A globalização facilitou o trânsito de pessoas e documentos entre países. Mas, quando um documento precisa produzir efeitos fora do território onde foi emitido, é necessário um processo de legalização. Para isso, muitos países, incluindo o Brasil, adotaram a Convenção da Apostila da Haia de 1961 – um tratado internacional que simplifica a autenticação de documentos públicos estrangeiros.
A chamada Apostila de Haia é um certificado emitido por uma autoridade competente no país de origem do documento. Ele atesta a autenticidade da assinatura, da função do signatário e, se aplicável, do selo ou carimbo no documento.
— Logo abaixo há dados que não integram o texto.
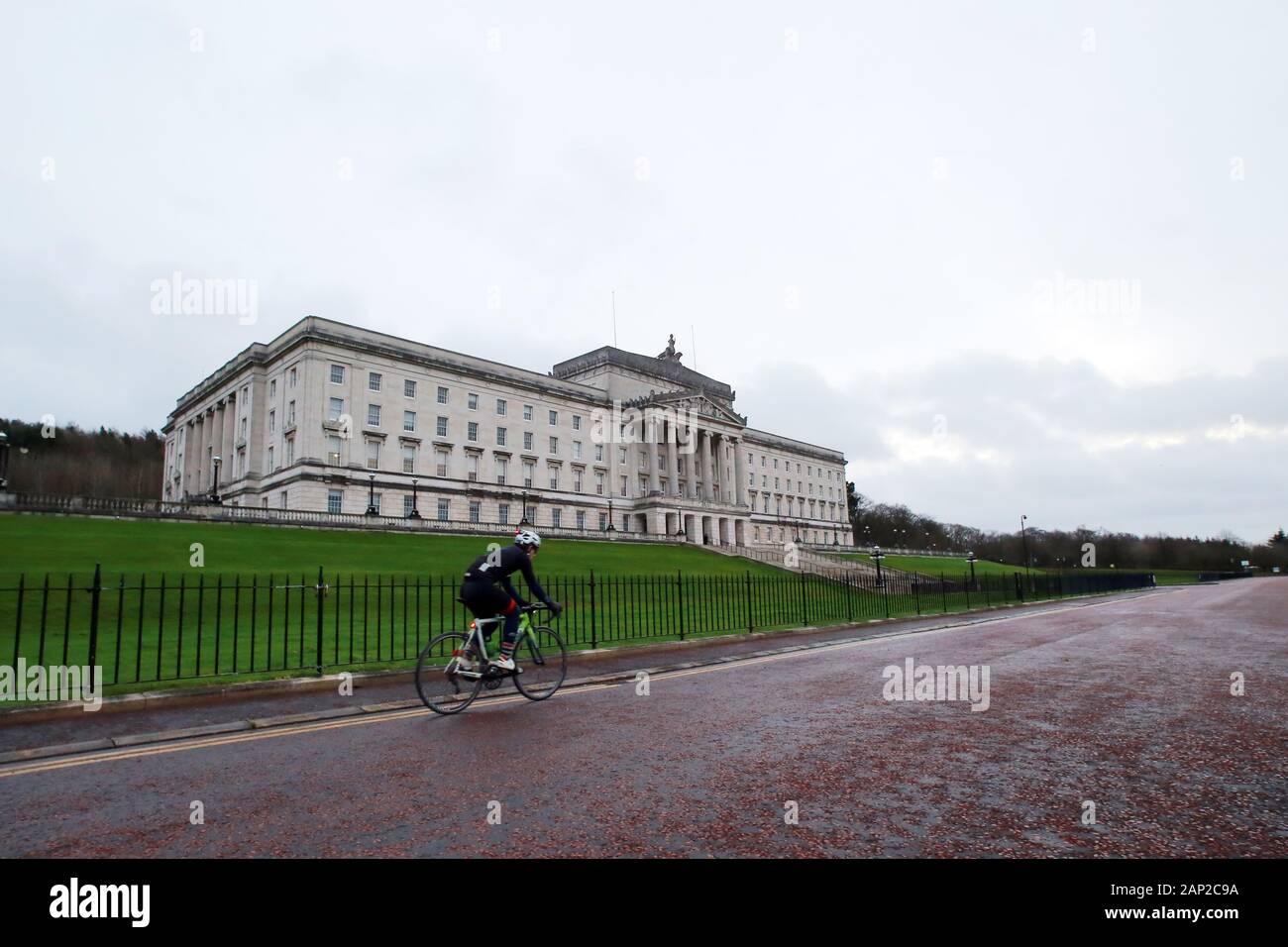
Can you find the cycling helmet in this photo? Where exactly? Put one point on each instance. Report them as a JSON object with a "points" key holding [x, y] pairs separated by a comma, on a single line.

Em outras palavras, substitui a antiga legalização consular ou diplomática, que era mais burocrática e cara.
O Brasil aderiu à Convenção em 2015, com entrada em vigor em agosto de 2016, por meio do Decreto nº 8.660/2016. Desde então, documentos públicos brasileiros que precisam ser utilizados em outros países signatários da Convenção devem ser apostilados para terem validade no exterior. O mesmo vale para documentos estrangeiros que precisam ser aceitos no Brasil.
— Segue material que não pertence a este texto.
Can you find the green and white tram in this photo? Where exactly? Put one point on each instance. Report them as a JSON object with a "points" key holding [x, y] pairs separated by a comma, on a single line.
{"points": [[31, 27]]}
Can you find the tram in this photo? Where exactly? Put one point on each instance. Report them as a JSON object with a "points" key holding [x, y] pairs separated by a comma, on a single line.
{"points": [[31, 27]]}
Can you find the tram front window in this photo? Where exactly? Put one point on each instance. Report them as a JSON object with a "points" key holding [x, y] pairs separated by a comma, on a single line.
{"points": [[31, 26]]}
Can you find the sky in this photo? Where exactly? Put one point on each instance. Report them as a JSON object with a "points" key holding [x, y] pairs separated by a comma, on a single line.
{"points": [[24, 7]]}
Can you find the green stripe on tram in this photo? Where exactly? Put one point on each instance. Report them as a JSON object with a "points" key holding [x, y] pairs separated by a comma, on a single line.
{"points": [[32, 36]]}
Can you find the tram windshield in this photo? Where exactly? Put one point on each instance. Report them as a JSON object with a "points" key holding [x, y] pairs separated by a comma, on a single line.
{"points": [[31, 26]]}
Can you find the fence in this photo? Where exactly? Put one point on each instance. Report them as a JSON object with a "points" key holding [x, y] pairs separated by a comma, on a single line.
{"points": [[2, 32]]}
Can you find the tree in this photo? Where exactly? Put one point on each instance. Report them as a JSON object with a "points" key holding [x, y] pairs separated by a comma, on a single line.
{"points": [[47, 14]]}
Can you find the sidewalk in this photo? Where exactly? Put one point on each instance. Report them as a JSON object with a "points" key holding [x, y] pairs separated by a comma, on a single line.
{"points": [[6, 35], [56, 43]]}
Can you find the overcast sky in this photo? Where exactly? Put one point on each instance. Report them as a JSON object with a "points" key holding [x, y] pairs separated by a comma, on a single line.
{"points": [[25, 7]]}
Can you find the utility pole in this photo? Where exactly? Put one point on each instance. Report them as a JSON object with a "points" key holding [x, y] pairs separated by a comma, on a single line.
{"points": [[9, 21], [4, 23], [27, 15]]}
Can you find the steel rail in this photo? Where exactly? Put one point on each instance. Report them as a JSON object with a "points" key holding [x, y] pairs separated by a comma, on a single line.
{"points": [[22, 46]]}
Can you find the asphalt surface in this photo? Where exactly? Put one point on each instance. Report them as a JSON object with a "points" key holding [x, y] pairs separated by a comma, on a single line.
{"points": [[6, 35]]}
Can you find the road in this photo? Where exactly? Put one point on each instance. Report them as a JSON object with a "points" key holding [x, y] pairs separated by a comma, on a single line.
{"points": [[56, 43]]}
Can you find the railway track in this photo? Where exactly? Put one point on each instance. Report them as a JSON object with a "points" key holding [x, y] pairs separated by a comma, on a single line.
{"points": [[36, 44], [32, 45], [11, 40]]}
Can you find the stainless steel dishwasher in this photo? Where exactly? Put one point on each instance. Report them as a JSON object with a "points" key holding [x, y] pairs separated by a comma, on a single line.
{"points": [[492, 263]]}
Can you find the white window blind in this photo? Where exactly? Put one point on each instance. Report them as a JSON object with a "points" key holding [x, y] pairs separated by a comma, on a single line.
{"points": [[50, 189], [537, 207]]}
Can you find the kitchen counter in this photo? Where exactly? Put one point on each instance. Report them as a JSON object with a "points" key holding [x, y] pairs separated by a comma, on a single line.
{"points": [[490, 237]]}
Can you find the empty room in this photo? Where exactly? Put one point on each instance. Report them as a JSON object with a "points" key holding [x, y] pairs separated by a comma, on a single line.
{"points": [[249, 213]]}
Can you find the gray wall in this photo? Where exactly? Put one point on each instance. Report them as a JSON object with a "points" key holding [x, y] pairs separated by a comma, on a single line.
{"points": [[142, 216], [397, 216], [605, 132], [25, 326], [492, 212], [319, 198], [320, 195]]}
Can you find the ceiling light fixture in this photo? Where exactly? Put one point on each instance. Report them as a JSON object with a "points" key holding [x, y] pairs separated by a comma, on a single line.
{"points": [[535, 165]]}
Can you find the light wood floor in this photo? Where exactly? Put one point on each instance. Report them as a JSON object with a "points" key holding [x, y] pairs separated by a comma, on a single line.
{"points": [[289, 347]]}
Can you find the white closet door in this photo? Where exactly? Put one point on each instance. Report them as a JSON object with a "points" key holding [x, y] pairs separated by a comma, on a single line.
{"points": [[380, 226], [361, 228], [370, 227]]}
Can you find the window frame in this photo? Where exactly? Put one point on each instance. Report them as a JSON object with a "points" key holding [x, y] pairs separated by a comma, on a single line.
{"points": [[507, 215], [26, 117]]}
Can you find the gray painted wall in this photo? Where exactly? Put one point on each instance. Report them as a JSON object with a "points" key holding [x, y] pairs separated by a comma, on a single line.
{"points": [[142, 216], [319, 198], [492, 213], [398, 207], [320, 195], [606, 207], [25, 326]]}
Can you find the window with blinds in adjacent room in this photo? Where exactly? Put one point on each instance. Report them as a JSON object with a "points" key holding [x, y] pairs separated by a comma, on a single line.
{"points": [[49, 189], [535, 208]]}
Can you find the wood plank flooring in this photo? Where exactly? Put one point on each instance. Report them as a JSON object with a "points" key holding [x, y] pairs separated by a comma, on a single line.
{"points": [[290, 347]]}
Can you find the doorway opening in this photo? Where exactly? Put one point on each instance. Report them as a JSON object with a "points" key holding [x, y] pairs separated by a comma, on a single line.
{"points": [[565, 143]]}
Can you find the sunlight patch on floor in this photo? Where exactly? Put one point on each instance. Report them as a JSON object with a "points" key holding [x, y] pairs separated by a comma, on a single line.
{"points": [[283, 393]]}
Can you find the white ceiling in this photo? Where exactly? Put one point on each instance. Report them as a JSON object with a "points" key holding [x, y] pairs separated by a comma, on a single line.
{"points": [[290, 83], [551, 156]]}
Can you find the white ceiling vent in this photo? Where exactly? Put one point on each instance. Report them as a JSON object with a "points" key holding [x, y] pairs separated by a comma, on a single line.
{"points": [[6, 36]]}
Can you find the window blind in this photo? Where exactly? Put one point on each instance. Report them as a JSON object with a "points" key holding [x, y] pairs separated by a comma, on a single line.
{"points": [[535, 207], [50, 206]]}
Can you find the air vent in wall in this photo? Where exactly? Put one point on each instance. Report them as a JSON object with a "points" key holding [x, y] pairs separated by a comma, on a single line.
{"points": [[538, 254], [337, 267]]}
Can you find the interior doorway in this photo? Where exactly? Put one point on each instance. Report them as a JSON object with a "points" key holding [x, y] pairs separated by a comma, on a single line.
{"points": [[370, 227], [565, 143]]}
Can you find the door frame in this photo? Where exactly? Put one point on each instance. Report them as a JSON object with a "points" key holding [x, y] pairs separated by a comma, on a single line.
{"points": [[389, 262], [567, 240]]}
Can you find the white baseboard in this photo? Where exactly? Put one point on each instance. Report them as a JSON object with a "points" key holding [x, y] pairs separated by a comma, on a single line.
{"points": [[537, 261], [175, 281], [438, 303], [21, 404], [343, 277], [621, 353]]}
Quais documentos podem ser apostilados?
Segundo o artigo 1º da Convenção, podem ser apostilados:
- Certidões de nascimento, casamento e óbito;
- Sentenças judiciais e decisões administrativas;
- Procurações e documentos notariais;
- Diplomas, históricos escolares e certificados acadêmicos;
- Contratos e declarações emitidos por autoridade pública.
Documentos particulares (como contratos entre particulares) devem primeiro ser reconhecidos em cartório para, então, serem apostilados.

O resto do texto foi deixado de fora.